The Dow industrials rose 22.71 points to 2005.97, its first finish above 2000 since a 140.58-point plunge Jan. 8.
The Dow indicator has risen 110.25 points in the past five trading sessions.
"For a market that's not supposed to go up, that's a pretty good performance," said Jack Baker, head of block trading for Shearson Lehman Hutton Inc.
Stock analysts were at a loss to explain the market's strong performance, especially in light of a recent rise in interest rates. Usually higher rates hurt stock prices by threatening to slow down the economy and by providing an attractive investment alternative to stocks.
Interest rates, after a big rise Friday, continued to climb today. The yield on the Treasury's benchmark 30-year bond rose to 8.46 percent as its price fell about $3 for every $1,000 in face value.
Stocks got no help from the dollar, which weakened slightly against most major currencies.
And metals prices -- an early warning sign of commodity inflation -- rose strongly.
"It's kind of befuddling," said Charles Jensen, technical analyst for MKI Securities Corp. in New York.
Comments by Federal Reserve Chairman Alan Greenspan did not appear to move the market. Greenspan said in a Washington speech that the economy seems to be in equilibrium and gave no indication the Fed was ready to change its monetary policy.
Big Board volume totaled 135.38 million shares, down from 144.86 million in last Friday's session. The stock market was closed Monday for Presidents Day.

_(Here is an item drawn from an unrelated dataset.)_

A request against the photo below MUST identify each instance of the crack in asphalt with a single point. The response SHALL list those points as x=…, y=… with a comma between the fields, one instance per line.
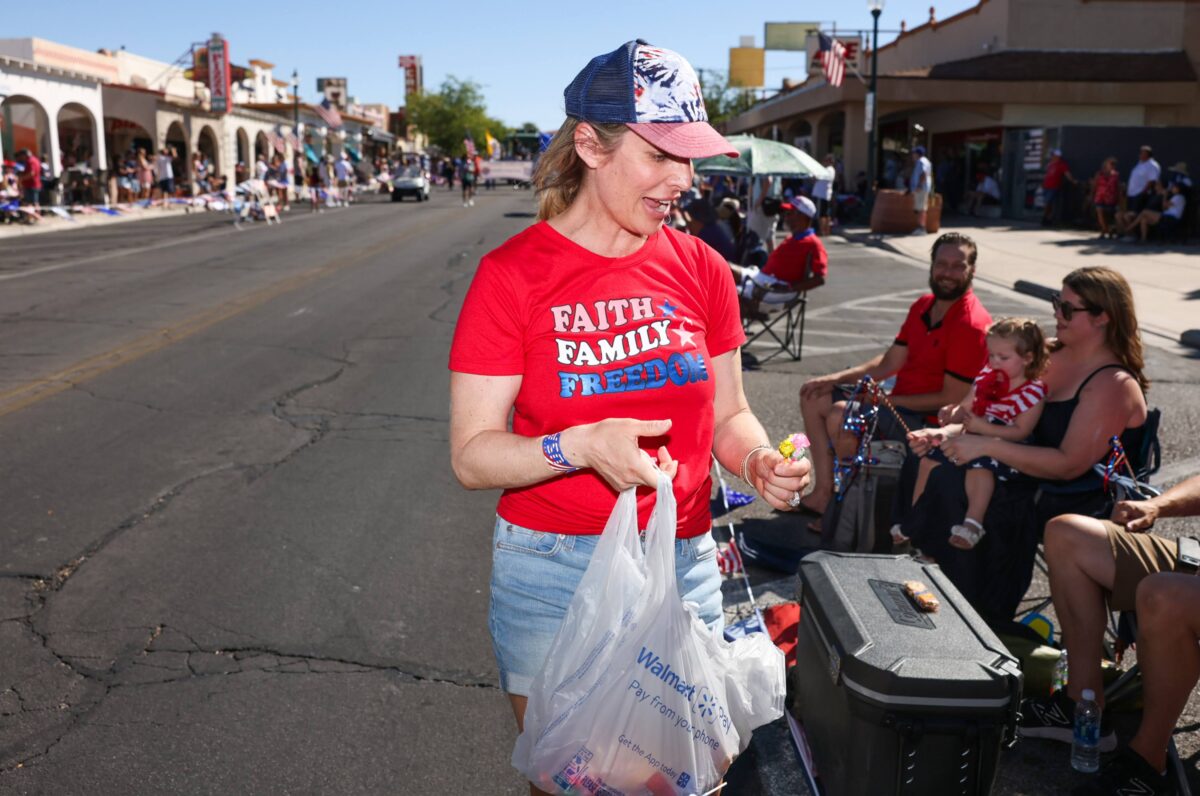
x=46, y=587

Firestone shot up 9 1/4 to 45. The company said it planned to spin off its worldwide tire business into a $1.5 billion joint venture to be 75 percent owned by Tokyo-based Bridgestone Corp.
Publishing companies were higher on takeover speculation after Pearson PLC's $283 million deal Monday to buy Addison-Wesley. Houghton Mifflin rose 3 7/8 to 31 7/8 and Grolier rose 1 1/8 to 13 1/4.
Santa Fe Southern Pacific rose 7/8 to 45 1/2 in heavy trading. Olympia & York, the Canadian developer, began a tender offer to increase its stake in the company by as many as 14 million shares.
Federated Department Stores jumped 3 1/8 to 63 3/4. Campeau Corp. said it was prepared to offer $66 a share to acquire the company in a definitive merger agreement.
Among blue-chip stocks, International Business Machines rose 1 3/4 to 113 3/4, General Motors rose 1 7/8 to 69 and General Electric rose 5/8 to 43 7/8.
Nationwide turnover in NYSE-listed issues, including trades in those stocks on regional exchanges and in the over-the-counter market, totaled 156.41 million shares.
The NYSE index rose 1.10 to 145.96.
Standard & Poor's index of 400 industrials rose 3.02 to 299.09, and S&P's 500-stock composite index rose 2.20 to 259.83.
At the American Stock Exchange, the market value index rose 1.93 to 278.93. The Nasdaq composite index for the over-the-counter market rose 1.47 points to 354.74.